Question about Trt7.1 variable batch inference

in trt5, serialize trt with shell:
./trtexec --onnx=example.onnx --saveEngine=example.trt --fp16 --batch=5
then deserialize example.trt in my c++ project and run inference with variable batch, the time consuming is direct ratio with batch num.
For example,doing inference two times in one program life time, first with one batch and time consuming is 10ms, second with two batch which time consuming is 20ms.

in trt7.1, serialize trt with shell:
./trtexec --onnx=example.onnx --saveEngine=example.trt --minShapes=input:1x3x128x128 --optShapes=input:4x3x256x256 --maxShapes=input:5x3x256x256
For example, i program to do inference with trt7.1 two times, first with 1 batch tand ime consuming is 20ms, second with 2 batch which also consuming 20ms.

I’m curious whether there is possible to do variable batch inference like using trt5 which time consumption gradually increases with batch number?

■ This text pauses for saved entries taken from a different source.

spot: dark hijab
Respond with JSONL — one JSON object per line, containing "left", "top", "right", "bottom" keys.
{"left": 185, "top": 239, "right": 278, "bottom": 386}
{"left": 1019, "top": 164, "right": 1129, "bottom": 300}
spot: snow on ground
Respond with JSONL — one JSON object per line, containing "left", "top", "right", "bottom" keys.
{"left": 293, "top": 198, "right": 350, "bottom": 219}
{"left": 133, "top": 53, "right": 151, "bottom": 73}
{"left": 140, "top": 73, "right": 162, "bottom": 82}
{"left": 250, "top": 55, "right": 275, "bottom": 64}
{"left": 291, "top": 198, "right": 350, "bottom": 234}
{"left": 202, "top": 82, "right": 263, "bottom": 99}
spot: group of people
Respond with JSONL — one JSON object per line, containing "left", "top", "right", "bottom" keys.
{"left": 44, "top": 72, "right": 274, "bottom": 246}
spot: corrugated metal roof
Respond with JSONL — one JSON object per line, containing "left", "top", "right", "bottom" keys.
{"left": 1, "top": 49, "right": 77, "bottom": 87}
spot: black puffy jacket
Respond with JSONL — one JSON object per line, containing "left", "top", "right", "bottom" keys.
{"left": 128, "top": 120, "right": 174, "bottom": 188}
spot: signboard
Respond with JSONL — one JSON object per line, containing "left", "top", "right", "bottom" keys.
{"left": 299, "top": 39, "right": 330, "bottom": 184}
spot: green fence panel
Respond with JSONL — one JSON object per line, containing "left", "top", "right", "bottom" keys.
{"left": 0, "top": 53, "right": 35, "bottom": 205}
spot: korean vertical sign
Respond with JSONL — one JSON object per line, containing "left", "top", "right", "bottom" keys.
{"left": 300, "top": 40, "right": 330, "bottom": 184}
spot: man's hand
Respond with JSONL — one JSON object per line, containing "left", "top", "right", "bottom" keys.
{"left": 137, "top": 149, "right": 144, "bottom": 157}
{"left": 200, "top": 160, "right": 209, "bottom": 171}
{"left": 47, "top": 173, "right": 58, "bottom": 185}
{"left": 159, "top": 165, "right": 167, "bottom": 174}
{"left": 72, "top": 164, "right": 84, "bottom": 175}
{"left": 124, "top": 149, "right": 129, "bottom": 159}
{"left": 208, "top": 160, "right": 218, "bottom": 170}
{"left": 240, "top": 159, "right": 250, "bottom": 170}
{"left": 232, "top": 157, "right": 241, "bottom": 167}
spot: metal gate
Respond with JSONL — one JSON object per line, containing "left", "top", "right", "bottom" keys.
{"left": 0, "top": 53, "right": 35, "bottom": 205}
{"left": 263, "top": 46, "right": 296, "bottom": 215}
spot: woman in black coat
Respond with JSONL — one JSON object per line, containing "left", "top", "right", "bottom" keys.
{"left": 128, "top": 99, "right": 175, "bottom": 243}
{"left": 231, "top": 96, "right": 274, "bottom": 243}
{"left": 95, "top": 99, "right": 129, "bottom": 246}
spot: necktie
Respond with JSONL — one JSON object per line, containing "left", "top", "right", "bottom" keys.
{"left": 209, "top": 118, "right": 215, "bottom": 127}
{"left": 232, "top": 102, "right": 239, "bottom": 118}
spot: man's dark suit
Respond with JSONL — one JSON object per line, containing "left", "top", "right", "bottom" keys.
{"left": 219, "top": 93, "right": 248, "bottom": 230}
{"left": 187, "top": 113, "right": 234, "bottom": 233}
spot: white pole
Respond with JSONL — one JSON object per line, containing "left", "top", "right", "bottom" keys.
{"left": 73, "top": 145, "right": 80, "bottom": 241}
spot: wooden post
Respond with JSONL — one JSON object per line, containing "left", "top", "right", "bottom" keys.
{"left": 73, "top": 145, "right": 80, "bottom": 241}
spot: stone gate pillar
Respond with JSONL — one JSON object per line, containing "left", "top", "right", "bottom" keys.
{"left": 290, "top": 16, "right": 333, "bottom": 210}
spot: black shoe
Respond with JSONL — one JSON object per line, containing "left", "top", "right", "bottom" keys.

Do you need a dynamic input shape?
If the input is fixed to 256x256, please try our implicit mode with maximum batch size == 5.

$ /usr/src/tensorrt/bin/trtexec --onnx=example.onnx --maxBatch=5


Thanks, I will try it later!
Btw, should i export my onnx model with dynamic batch size, for example set batch num = -1 in onnx model?


YES. This will allow you to use different batchsize with TensorRT much easier.